In many ways, the definition of what it means to “meet” with someone has evolved. Face-to-face is no longer practical, desired, or realistic. In many cases, meeting with an individual, patient, or co-worker is now relegated to video conferencing software.

Many case workers have conducted virtual home visits and other remote points of contact over the past several months – something that has created both concern and opportunity.

On the concern side of things, there are justified fears that many victims – including those experiencing child abuse and domestic abuse – are now facing increased exposure to their abusers as a result of being locked down in their homes.

Reuters (News - Alert) reported that calls and text messages to the 24-hour Childhelp Hotline for abuse were up roughly 10 percent through the first few days of March 2020. This volume has stayed elevated for much of the past year.

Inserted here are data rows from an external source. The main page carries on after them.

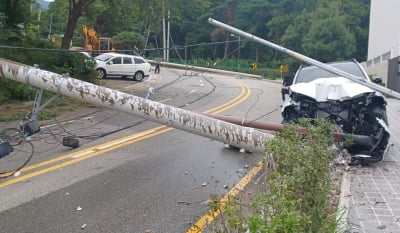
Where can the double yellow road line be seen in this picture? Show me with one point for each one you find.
(75, 157)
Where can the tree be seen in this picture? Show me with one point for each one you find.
(328, 38)
(15, 18)
(76, 8)
(128, 41)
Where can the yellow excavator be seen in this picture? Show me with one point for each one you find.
(95, 44)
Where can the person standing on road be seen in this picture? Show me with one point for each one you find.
(157, 70)
(287, 81)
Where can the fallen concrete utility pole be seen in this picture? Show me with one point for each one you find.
(306, 59)
(242, 137)
(337, 137)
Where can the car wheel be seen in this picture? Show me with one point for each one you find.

On the opportunity side of things, organizations like the International Federation of Social Workers (IFSW) has been able to enhance its ability to reach more people through virtual conferences and webinars (as opposed to the traditional physical meetings).

As IFSW explains, “The profession at the global level has also changed. From a pre-pandemic culture of arranging face-to-face meetings, which created cost and travel barriers for many, we have rapidly and successfully moved to online ways of working far more consistent with our professional value of inclusiveness.”

It would not be a surprise if this latter trend becomes a permanent fixture. Because while there’s value in meeting in person, it’s much more cost-effective for events like this to be held online. Not only that, but organizations are able to attract an exponentially larger audience.

3. Creative Approaches to Monitoring At-Risk Individuals

The need for safe and secure observation of social work sessions has become more important than ever. In response, many social work departments and organizations around the country have adapted to new technologies.

The VALT software from Intelligent Video Solutions is one such technology. It’s designed to help social workers record and observe sessions in a simple and safe fashion – allowing for remote observation and interviews in situations where it isn’t safe to have a lot of people in the same room together.

It’ll be interesting to watch as new and creative approaches for monitoring at-risk individuals continue to evolve in the coming months and years.

4. Re-Emergence of Community-Centered Approach

One of the more interesting trends of the last year has been the increased emphasis and re-emergence of a community-centered approach to social work.

“Over recent years, the emphasis on individual need has forced many social workers to abandon community work. But what has happened in recent months has shown the importance of working more at the community level,” IFSW notes. “Now these networks have been created, we need to work to sustain them and focus more on the village, the locality, and maintain these relationships.”

What was once a focus of the global social work movement had waned in recent decades. But this pandemic has emphasized the importance of long-term development and relationships (not just short-term stopgaps).

What Does the Future Hold?

It’s not clear what the next six months, six years, or six decades hold for social work. But this much we do know: Things are changing, and – in many cases – it’s for the better. The broken methodologies of yesteryear are being re-imagined through a unique lens, and much-needed rehabilitation of the system is taking place.

Candidly, this pandemic has exposed the fragility of nearly every aspect of society. Healthcare and educational systems are but a few examples of those pushed to the brink by COVID-19,” Dr. Miller writes. “This situation has laid bare racial, gender, generational, class—and a host of other political and cultural—chasms in responding to crises. It has revealed pre-existing conditions—from micro to meta—that contributed to and intensified the effects of inequities.”

If COVID-19 has done anything for this industry, it’s revealed that the past way of doing things is no longer sufficient. Growth looks like evolving our approach and adapting it to a more modern and applicable version that serves communities well by keeping them safer – mentally, physically, and relationally.